Background and aim. Electronic patient records set new requirements to medical language. The Estonian professional medical language is relatively young: it emerged in the 19th century and is still inf luenced by its predecessors and contemporaries Latin, German and Russian, as well as by the modern lingua franca of science, i.e. English. Medical texts in Estonian are written in either of the two sublanguages: academic language or health data recording language. The latter reflects everyday work and is affected by fatigue, stress and tight schedules. It does not fully conform to any particular standard and is neither revised nor edited. Data standardisation is an absolute prerequisite for any E-health application meant to enable data mining, analysis and/or customisation. However, sustaining adequate data quality poses a real challenge, because it is impaired by inconsistency and ambiguity of free text. Hence, it is important to improve the language of free text to assure correctness and consistency of the content, and to reduce ambiguity and vagueness. In Estonia, the professional medical language has not been systematically studied, partly because there exist no suitable language resources. The aim of this study was to compile a relevant text corpus and to assess the overall suitability of the linguistic approach to study the language of radiology reports. We confined the study to analysis of abbreviations.
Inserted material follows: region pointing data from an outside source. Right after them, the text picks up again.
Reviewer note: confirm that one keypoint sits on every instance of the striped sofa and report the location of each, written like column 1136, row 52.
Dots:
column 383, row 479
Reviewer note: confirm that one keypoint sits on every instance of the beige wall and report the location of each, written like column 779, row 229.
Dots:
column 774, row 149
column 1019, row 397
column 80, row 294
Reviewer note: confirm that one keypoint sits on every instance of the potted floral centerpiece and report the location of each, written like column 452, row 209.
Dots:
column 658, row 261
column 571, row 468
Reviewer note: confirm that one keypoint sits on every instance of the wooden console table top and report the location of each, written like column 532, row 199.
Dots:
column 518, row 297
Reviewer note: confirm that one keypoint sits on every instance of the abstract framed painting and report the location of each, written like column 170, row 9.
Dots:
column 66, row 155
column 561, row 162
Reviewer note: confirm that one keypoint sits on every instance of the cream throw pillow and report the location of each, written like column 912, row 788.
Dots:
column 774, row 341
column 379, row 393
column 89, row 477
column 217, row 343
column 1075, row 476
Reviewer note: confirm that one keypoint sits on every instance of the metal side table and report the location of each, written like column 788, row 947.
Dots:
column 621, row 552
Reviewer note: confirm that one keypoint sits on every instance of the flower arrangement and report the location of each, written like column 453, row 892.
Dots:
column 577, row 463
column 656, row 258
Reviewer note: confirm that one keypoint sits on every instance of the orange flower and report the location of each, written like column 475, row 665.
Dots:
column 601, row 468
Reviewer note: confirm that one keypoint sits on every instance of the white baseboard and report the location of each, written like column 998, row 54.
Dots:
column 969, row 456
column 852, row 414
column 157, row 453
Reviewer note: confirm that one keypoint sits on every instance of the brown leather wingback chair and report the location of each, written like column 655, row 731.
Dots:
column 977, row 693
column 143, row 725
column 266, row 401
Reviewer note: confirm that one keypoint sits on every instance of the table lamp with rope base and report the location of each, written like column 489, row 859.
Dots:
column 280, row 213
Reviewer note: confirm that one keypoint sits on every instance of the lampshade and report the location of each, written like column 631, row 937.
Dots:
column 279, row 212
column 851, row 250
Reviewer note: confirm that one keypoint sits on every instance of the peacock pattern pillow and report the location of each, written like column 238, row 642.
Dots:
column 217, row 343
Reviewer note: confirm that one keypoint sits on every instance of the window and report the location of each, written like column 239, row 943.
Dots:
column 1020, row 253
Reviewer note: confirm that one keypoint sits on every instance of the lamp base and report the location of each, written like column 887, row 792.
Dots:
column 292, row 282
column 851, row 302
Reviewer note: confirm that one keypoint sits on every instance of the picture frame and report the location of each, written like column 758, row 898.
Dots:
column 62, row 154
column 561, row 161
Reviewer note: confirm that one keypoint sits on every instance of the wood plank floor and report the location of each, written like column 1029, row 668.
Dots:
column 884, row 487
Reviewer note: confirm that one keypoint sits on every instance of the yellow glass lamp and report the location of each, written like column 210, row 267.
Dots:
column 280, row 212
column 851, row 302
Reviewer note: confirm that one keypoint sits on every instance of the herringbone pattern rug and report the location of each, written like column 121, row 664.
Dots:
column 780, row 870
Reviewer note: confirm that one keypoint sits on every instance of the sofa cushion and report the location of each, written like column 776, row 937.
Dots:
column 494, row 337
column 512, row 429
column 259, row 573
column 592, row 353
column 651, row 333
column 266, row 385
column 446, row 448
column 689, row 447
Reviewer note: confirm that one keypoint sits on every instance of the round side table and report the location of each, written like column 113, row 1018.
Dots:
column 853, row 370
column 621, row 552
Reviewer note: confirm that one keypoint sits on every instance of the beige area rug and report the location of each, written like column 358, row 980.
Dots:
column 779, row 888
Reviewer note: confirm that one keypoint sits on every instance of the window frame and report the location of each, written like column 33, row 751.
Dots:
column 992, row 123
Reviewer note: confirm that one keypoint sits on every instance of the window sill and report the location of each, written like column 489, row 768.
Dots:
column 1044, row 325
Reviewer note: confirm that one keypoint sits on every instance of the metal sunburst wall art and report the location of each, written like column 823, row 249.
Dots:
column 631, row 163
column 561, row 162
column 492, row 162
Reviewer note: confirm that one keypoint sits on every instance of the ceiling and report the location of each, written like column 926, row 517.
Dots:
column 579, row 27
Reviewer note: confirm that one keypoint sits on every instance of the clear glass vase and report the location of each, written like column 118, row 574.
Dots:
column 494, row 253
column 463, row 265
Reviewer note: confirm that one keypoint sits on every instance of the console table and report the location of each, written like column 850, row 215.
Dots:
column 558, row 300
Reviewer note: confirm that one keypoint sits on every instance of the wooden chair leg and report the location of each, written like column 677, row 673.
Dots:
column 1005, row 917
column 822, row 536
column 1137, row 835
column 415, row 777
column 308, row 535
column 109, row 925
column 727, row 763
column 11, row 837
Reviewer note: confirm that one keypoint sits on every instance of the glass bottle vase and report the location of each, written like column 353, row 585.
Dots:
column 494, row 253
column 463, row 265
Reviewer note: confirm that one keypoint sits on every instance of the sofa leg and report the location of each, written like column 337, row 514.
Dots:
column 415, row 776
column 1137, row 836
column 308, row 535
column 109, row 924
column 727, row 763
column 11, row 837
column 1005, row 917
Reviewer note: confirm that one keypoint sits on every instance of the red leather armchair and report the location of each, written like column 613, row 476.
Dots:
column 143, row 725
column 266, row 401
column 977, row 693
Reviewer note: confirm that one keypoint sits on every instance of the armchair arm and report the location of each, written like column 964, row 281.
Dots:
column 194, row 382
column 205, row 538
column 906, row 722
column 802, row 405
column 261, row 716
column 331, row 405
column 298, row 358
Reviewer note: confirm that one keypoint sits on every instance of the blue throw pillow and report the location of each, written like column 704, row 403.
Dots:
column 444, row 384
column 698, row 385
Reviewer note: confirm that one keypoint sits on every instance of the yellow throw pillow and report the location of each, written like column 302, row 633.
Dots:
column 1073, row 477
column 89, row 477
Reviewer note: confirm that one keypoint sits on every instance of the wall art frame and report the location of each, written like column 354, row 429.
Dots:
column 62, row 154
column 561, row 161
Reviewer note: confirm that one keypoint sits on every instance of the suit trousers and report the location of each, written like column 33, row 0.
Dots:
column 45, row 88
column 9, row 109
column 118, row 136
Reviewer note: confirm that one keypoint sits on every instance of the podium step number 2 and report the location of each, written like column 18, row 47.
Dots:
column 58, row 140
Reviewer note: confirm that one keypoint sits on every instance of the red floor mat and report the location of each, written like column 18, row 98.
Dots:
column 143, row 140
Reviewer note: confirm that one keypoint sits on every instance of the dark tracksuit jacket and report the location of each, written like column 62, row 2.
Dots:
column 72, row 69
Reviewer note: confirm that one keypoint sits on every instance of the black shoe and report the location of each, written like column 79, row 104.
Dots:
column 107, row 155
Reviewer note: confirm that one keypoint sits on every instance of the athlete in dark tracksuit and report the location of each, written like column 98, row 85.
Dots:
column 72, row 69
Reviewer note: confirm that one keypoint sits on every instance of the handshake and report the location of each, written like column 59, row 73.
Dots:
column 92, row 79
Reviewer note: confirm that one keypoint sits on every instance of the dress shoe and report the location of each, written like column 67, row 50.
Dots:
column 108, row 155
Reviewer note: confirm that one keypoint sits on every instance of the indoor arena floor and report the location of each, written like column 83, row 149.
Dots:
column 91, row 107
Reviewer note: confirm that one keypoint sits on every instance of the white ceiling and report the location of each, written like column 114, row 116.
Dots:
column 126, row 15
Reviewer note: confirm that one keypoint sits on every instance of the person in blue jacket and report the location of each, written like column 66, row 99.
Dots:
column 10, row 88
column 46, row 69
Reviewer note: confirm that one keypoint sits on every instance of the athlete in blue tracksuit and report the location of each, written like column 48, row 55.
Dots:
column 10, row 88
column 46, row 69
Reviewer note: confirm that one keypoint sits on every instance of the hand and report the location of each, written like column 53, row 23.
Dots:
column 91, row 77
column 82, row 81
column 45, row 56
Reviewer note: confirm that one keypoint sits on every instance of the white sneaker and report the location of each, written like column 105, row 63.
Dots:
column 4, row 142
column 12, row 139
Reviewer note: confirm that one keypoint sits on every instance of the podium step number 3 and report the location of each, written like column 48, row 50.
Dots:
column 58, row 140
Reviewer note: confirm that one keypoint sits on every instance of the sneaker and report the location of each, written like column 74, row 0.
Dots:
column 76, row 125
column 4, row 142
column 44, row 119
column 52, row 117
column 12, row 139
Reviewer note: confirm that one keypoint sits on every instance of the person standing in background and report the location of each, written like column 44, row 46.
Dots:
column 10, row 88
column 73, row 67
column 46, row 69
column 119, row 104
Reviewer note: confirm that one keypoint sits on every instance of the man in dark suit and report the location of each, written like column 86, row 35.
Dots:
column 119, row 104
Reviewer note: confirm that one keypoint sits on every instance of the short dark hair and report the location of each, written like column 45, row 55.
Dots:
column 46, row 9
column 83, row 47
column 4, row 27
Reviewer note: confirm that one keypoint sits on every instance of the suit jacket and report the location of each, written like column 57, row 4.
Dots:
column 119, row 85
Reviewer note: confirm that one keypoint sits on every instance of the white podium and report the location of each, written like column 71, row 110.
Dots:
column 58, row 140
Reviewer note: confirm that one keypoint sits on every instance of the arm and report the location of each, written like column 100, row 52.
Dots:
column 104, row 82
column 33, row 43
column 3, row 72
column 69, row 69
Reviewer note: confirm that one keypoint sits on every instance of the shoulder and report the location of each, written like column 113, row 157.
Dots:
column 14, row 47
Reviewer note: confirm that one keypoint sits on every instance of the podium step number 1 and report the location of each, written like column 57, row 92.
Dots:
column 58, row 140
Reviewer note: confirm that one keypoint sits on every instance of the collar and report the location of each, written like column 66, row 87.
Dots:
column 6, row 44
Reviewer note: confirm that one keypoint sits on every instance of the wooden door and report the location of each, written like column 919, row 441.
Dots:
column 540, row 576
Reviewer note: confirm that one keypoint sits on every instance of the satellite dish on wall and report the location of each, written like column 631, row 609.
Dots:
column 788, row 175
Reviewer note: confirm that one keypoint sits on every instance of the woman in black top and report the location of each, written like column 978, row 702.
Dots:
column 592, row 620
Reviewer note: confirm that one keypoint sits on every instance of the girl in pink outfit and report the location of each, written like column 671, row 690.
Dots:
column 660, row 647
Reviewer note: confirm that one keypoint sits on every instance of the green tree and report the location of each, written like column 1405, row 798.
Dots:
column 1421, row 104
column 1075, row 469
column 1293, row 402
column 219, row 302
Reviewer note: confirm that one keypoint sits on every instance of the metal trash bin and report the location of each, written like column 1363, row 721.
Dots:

Methods. We compiled a corpus of depersonalised radiology reports. The corpus was converted to XML, annotated and validated against the TEI P5 encoding scheme. We established a specific set of rules and, by using UNIX commands based scripts, applied them to retrieve abbreviations from the corpus. Because of inherent ambiguity, all one-letter abbreviations were analysed as trigrams consisting of the abbreviation and the neighbouring tokens. The frequencies and meaning of the abbreviations were

reviewed separately by two doctors.

Results. We compiled a corpus consisting of 207,534 depersonalised radiology reports with more than 11.8 million tokens. We retrieved 10,606 abbreviations (446,158 tokens, 3.8% of the corpus). Abbreviating appeared to be rather arbitrary and inconsistent. Mistyping was not an issue compared to ambiguity and/or inconsistent use of punctuation, space, and numbering; unconventional merging or breaking sentence structures and word boundaries, in particular, when adding case endings. The use of abbreviations of Estonian, Latin and English origin was often overlapping. This synonymy revealed an emerging shift from Latin- to English-based abbreviations.

Conclusions. The study of abbreviations in Estonian radiology reports showed an urgent need for standardisation of the medical language and confirmed an enormous potential of the linguistic approach for analysing the free text of health data. It is a feasible and resource-effective tool for analysing huge data sets and provides much needed insight into the existing problems of the medical language. Medical linguistics is an interdisciplinary field, meaning that inputs by linguists and medical professionals are equally important.